A medida que las personas se iban reproduciendo y aumentaba la densidad de la población,
se generaron las condiciones ideales para la expansión de aquellas dolencias, algunas
de las cuales afectaban de manera directa al sentido del olfato. El ejemplo más reciente
es el de la pandemia de COVID-19. En este caso, y por lo que sabemos hasta hoy, el
virus se extendió a partir de los mercados de animales chinos, en los que las personas
estaban en estrecho contacto con fauna viva salvaje y hacían sus transacciones muy
cerca las unas de las otras. Aquel escenario brindó al virus infinidad de ocasiones
de saltar a los numerosos humanos que corrían de acá para allá por el mercado y, a
continuación, de colonizar todo el planeta.

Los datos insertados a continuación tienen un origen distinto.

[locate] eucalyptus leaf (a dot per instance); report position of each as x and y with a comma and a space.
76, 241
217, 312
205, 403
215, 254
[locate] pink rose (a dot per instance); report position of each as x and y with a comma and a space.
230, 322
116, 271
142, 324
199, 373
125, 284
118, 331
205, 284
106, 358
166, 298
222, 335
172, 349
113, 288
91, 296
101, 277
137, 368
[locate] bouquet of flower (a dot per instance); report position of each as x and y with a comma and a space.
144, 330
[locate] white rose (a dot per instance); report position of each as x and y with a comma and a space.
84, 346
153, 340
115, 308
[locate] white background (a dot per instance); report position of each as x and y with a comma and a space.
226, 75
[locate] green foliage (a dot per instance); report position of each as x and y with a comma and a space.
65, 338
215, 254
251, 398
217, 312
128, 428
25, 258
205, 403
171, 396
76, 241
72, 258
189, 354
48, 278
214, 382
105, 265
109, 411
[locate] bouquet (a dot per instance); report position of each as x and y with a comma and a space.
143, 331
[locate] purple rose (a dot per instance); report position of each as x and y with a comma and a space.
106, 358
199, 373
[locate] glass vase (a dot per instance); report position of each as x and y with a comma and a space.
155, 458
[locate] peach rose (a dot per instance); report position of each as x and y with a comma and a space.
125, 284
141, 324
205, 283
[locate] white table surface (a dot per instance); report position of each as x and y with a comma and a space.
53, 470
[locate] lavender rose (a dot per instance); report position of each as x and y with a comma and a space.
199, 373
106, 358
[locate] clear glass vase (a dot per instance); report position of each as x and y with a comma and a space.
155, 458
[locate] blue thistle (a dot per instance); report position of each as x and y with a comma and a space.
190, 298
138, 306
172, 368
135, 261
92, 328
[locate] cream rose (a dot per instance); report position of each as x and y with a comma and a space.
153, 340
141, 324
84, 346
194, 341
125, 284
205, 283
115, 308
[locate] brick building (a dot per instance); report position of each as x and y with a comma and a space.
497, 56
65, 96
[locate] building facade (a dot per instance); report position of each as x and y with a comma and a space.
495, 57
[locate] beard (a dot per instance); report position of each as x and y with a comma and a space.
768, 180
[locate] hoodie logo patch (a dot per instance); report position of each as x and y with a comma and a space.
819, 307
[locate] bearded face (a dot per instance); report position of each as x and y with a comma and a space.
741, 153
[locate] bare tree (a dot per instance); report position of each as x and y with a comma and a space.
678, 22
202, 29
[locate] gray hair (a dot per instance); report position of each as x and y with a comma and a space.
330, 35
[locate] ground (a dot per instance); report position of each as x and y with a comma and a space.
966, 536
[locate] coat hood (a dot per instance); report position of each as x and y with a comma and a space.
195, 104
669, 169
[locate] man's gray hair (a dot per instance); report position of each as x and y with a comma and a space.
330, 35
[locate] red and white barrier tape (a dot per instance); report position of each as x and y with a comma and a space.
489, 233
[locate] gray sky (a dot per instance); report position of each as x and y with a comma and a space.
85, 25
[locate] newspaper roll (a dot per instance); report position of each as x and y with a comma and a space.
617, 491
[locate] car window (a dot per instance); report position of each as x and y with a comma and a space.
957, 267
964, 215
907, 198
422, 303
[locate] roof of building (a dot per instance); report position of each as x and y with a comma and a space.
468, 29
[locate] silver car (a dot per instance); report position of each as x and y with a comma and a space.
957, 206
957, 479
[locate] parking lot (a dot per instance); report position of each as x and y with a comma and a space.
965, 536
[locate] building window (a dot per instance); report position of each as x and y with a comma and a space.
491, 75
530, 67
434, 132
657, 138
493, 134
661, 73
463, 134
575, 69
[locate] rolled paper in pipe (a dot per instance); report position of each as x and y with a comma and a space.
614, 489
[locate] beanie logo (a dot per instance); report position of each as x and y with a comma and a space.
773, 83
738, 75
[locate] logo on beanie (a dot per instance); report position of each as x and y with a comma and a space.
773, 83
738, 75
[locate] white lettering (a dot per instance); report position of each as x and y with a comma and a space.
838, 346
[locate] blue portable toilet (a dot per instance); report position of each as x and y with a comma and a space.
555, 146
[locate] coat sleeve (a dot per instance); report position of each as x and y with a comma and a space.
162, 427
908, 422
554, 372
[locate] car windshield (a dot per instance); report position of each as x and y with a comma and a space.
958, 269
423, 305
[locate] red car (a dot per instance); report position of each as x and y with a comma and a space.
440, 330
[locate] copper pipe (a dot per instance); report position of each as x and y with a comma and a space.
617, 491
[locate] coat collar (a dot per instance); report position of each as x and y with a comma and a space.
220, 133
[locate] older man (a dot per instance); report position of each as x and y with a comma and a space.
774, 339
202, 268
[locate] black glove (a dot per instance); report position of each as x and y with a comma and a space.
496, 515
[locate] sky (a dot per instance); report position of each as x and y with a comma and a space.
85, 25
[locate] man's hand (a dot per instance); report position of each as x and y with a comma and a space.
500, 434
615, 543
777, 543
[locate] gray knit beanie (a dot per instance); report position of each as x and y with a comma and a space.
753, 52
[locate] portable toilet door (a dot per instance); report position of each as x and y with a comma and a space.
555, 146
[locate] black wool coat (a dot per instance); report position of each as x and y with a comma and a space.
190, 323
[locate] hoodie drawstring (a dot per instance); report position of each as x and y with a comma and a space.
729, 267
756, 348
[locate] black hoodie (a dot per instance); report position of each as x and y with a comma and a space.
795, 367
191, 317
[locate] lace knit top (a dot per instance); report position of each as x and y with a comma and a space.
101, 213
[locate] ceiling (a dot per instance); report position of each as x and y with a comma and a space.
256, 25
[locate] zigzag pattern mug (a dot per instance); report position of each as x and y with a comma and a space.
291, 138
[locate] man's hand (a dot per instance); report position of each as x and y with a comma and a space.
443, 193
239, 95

Entre los síntomas más frecuentes de esta enfermedad se encuentra la pérdida total
del olfato y del gusto. Aún está por ver si es verdad que este último desaparece,
porque lo cierto es que lo que la mayoría de las personas consideran sentido del gusto
es, en realidad, la sensación del olfato en la zona de la nariz y la garganta. Sea
como fuere, la investigación en torno a la pérdida del olfato en el caso de la COVID-19
tiene en cuenta tanto la periferia (la nariz) como el centro (el cerebro). Por lo
que se ha descubierto hasta ahora, es posible que la dolencia afecte a células de
apoyo específicas situadas en torno a las neuronas olfativas de la nariz. En cualquier
caso, también se están estudiando a fondo los efectos del coronavirus en los bulbos
olfatorios de los pacientes.
Es probable que en apenas unos años sepamos con exactitud cuál es el mecanismo por
el que este virus desactiva el olfato. Pero sea cual sea la causa que esté detrás,
hay una cosa evidente: el hábito de que humanos y animales compartan espacios da lugar
a un trasvase de microorganismos perjudiciales de una especie a otra. En nuestras
relaciones con otros animales no debemos perder de vista esta realidad, especialmente
en el caso de las especies salvajes, pero también en el del ganado. Cuanto más apiñados
vivamos con la fauna, más fácil será que las enfermedades se expandan. A esto habría
que añadir otro elemento muy diferente: el elevado uso de antibióticos en la ganadería
industrial, que ha permitido aumentar la densidad de población en las granjas. Pero
esta cuestión daría para escribir otro libro.